This is the story of a government official — in his own words — who has served various governments in different capacities: staff officer, diplomat, federal secretary, since times immemorial. A recent report presented before the National Assembly, in fact, served as a trigger for him offloading some of his experiences below:
I was indeed bemused to see the media go hoarse talking about the prime minister’s foreign trips and the costs incurred. The data presented in the National Assembly by the Ministry of Foreign Affairs tells us that the premier’s 65 foreign tours thus far have cost the national exchequer Rs638.27 million. But why should this come as a surprise when the actual costs of such trips may be manifold? These trips are not restricted to just prime ministers or presidents. They apply to ministers visiting foreign countries. What is tabled before parliament is only part of the costs such trips entail. Few Pakistanis would know that a significant portion of the ministry of foreign affairs’ budget goes into servicing VVIPs’ foreign tours and this doesn’t show up in the prime minister’s or the president’s official tour expenses.

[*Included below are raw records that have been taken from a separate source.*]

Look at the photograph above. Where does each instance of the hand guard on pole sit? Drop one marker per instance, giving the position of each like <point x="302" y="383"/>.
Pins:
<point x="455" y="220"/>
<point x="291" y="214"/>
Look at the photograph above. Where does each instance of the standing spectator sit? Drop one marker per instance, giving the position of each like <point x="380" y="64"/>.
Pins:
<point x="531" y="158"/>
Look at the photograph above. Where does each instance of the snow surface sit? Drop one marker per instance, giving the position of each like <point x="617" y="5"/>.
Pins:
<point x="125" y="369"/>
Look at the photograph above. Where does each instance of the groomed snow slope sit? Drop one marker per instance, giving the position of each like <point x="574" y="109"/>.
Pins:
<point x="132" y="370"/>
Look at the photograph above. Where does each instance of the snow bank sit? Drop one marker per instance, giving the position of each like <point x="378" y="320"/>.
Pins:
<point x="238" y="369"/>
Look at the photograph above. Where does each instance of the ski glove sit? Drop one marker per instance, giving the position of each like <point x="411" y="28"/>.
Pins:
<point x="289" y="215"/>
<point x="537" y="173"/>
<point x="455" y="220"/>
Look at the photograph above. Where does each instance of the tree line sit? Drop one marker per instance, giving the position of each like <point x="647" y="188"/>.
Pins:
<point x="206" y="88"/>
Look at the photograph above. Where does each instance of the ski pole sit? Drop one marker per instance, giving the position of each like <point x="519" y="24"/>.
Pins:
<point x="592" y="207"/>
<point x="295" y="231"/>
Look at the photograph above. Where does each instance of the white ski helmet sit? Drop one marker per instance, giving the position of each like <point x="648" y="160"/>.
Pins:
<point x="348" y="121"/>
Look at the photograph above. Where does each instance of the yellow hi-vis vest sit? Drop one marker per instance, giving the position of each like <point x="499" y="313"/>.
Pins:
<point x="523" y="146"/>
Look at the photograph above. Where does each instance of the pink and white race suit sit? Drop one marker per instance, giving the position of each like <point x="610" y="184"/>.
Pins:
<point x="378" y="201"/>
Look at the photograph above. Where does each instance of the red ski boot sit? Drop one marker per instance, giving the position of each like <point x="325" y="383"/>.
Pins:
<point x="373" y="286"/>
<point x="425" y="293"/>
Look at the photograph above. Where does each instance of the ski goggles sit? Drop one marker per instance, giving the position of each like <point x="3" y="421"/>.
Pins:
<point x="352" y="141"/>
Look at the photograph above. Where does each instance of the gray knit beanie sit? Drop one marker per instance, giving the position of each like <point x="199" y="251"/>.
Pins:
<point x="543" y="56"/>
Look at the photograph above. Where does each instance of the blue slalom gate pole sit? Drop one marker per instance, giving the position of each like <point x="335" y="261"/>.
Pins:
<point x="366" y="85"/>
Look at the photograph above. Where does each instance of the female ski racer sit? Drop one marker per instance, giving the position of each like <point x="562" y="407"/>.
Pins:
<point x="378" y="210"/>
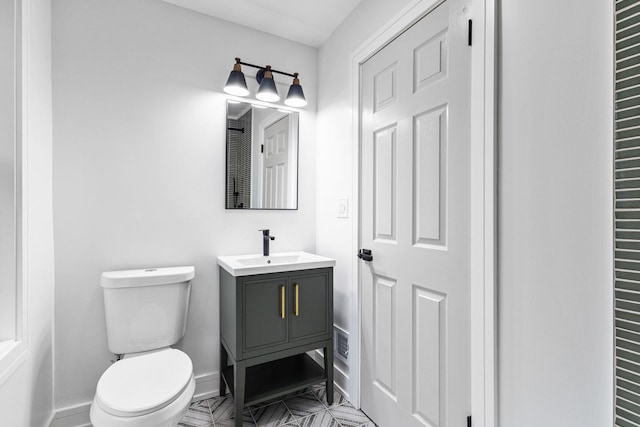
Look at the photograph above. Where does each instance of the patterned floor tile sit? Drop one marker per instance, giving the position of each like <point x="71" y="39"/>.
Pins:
<point x="338" y="399"/>
<point x="319" y="419"/>
<point x="232" y="423"/>
<point x="273" y="415"/>
<point x="304" y="405"/>
<point x="197" y="415"/>
<point x="348" y="416"/>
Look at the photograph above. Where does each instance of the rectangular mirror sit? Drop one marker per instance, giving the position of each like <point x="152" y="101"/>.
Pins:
<point x="262" y="157"/>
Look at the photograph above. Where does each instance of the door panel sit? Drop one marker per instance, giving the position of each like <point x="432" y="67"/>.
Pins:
<point x="276" y="164"/>
<point x="415" y="218"/>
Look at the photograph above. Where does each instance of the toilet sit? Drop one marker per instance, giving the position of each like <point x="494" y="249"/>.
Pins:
<point x="152" y="384"/>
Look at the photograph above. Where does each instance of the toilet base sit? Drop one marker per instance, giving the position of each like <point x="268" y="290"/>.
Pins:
<point x="168" y="416"/>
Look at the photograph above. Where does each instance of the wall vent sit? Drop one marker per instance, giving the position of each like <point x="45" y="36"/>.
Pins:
<point x="341" y="343"/>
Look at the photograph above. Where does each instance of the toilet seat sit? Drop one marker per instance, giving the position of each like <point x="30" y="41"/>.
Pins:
<point x="143" y="384"/>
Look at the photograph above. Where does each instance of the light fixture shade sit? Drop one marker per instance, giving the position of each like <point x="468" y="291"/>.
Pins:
<point x="295" y="97"/>
<point x="236" y="84"/>
<point x="267" y="91"/>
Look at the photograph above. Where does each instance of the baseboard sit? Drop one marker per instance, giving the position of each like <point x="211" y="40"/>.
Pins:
<point x="72" y="416"/>
<point x="78" y="415"/>
<point x="207" y="386"/>
<point x="340" y="378"/>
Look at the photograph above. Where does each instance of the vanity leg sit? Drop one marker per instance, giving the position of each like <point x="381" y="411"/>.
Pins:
<point x="239" y="383"/>
<point x="328" y="368"/>
<point x="224" y="362"/>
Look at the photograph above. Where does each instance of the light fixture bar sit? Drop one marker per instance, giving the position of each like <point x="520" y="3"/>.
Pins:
<point x="236" y="85"/>
<point x="262" y="68"/>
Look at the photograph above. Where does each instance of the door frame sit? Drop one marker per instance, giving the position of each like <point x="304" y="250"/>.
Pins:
<point x="483" y="258"/>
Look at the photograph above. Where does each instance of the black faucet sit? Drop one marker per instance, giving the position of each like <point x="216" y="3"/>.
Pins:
<point x="265" y="241"/>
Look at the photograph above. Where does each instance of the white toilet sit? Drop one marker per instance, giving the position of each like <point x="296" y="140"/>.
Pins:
<point x="153" y="384"/>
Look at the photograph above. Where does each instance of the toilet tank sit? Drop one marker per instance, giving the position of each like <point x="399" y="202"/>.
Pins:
<point x="146" y="309"/>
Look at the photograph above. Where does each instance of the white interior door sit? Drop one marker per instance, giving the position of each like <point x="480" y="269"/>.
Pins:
<point x="415" y="200"/>
<point x="275" y="165"/>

Let me share with you what I had to put up with in the last two decade. It’s indeed a litany of frustrations over the reckless way public representatives and military rulers, as well as their accompanying cronies abuse public money. Among the prime ministers, presidents, martial law administrators, ministers and parliamentarians I have served, I can recount very few exceptions. Most insist on at least five-star stay and travel by expensive limousines.

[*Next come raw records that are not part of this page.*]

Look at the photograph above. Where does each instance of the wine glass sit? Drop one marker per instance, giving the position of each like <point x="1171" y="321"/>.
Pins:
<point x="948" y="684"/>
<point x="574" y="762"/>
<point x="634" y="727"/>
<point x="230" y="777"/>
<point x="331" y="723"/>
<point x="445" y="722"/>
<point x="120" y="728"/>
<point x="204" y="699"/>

I had to, for instance, cough up embassy funds — which don’t count towards the official cost of the VVIPs’ departments — to entertain a number of businessmen and journalists accompanying former premier Shaukat Aziz on his several visits to Southeast Asia and elsewhere.

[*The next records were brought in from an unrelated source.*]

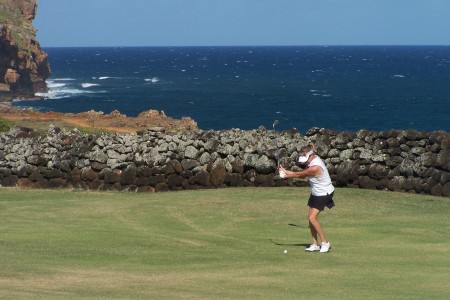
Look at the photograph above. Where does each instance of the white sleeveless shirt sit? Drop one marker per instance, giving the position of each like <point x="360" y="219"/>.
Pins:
<point x="320" y="185"/>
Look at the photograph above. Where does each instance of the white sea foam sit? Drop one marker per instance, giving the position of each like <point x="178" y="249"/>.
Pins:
<point x="52" y="85"/>
<point x="62" y="79"/>
<point x="88" y="85"/>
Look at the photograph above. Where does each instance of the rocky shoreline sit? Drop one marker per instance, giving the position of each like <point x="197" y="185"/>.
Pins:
<point x="155" y="160"/>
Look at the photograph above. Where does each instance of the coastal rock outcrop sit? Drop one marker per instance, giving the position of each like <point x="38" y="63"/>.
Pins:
<point x="23" y="65"/>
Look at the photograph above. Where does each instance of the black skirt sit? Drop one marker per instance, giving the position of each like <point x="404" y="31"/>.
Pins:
<point x="319" y="202"/>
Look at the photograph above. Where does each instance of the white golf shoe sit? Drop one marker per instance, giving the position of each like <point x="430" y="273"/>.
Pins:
<point x="312" y="248"/>
<point x="325" y="247"/>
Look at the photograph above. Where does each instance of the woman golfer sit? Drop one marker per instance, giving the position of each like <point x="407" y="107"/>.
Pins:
<point x="322" y="191"/>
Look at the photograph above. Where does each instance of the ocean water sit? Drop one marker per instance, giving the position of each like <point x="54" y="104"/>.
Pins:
<point x="343" y="88"/>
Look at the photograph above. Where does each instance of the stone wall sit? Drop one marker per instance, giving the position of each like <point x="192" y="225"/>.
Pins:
<point x="398" y="160"/>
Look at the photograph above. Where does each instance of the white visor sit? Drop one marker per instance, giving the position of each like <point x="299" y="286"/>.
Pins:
<point x="304" y="158"/>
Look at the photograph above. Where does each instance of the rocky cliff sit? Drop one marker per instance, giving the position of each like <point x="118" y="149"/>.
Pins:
<point x="23" y="65"/>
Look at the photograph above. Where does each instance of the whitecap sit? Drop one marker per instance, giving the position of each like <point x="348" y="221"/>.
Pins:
<point x="62" y="79"/>
<point x="88" y="85"/>
<point x="52" y="85"/>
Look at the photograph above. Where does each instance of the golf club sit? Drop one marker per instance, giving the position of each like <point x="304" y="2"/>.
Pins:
<point x="277" y="152"/>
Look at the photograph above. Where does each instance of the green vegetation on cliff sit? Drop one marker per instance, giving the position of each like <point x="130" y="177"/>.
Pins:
<point x="18" y="21"/>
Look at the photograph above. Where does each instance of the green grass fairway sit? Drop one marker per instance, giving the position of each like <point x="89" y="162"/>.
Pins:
<point x="221" y="244"/>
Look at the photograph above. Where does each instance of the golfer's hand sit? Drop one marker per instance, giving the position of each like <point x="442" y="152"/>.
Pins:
<point x="282" y="171"/>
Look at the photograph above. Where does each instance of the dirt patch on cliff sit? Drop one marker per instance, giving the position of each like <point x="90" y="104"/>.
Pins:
<point x="95" y="121"/>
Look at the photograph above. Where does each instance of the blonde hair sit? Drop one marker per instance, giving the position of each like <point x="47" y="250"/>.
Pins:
<point x="307" y="148"/>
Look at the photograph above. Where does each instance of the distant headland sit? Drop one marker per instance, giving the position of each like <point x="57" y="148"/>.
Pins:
<point x="24" y="66"/>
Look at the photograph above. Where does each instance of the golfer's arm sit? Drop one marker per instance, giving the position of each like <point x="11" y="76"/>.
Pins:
<point x="302" y="174"/>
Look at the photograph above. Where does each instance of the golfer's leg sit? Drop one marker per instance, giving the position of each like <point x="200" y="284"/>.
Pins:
<point x="312" y="216"/>
<point x="313" y="230"/>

Back in the 1990s, I suffered public humiliation when the spouse of a prime minister got angry with me because I asked them to return the 8,000 Marks (German currency then) that we had ended up spending on their shopping from the embassy kitty. The couple angrily returned this official money only after several reminders but not before humiliating me in the presence of many before departure.
With great anguish I recall that a 36-hour visit to Dushanbe, Tajikistan’s capital, by a former president cost us $150,000 — more than double the cost of the monthly expense of the entire diplomatic mission. Why? Because most of the entourage rejected official protocol vehicles as ‘shabby and below their dignity’.
In one of the encounters with a federal minister and several of his cronies in a Chinese city in the recent past, I nearly cried. Only a day before I had seen the minister on Pakistani TV sermonising us on honesty and the need of austerity in “these testing times”. It was heart-wrenching to meet the bloated travel and shopping demands of the minister and his entourage. You simply cannot imagine how these ‘elected democrats’ or those associated with past military regimes blow away precious public funds.
Once, during my posting in Saudi Arabia, we had to take care of an important religious personality for over two weeks — all at official expense. The gentleman and his family eventually returned with an overload of shopping — again at our expense.
The list of my encounters with ‘people’s servants’ abroad is as endless as it is heartbreaking. This only underscores the hypocrisy that successive rulers have practised. Paying lip service to integrity, honesty and austerity, and at the same time blowing away public money recklessly. They usually dislike being reminded of regulations governing expenditures. Their disdain often makes officials bend regulations. No wonder, questions or challenge to arbitrary spending is conveniently taken by them to mean a direct attack on democracy.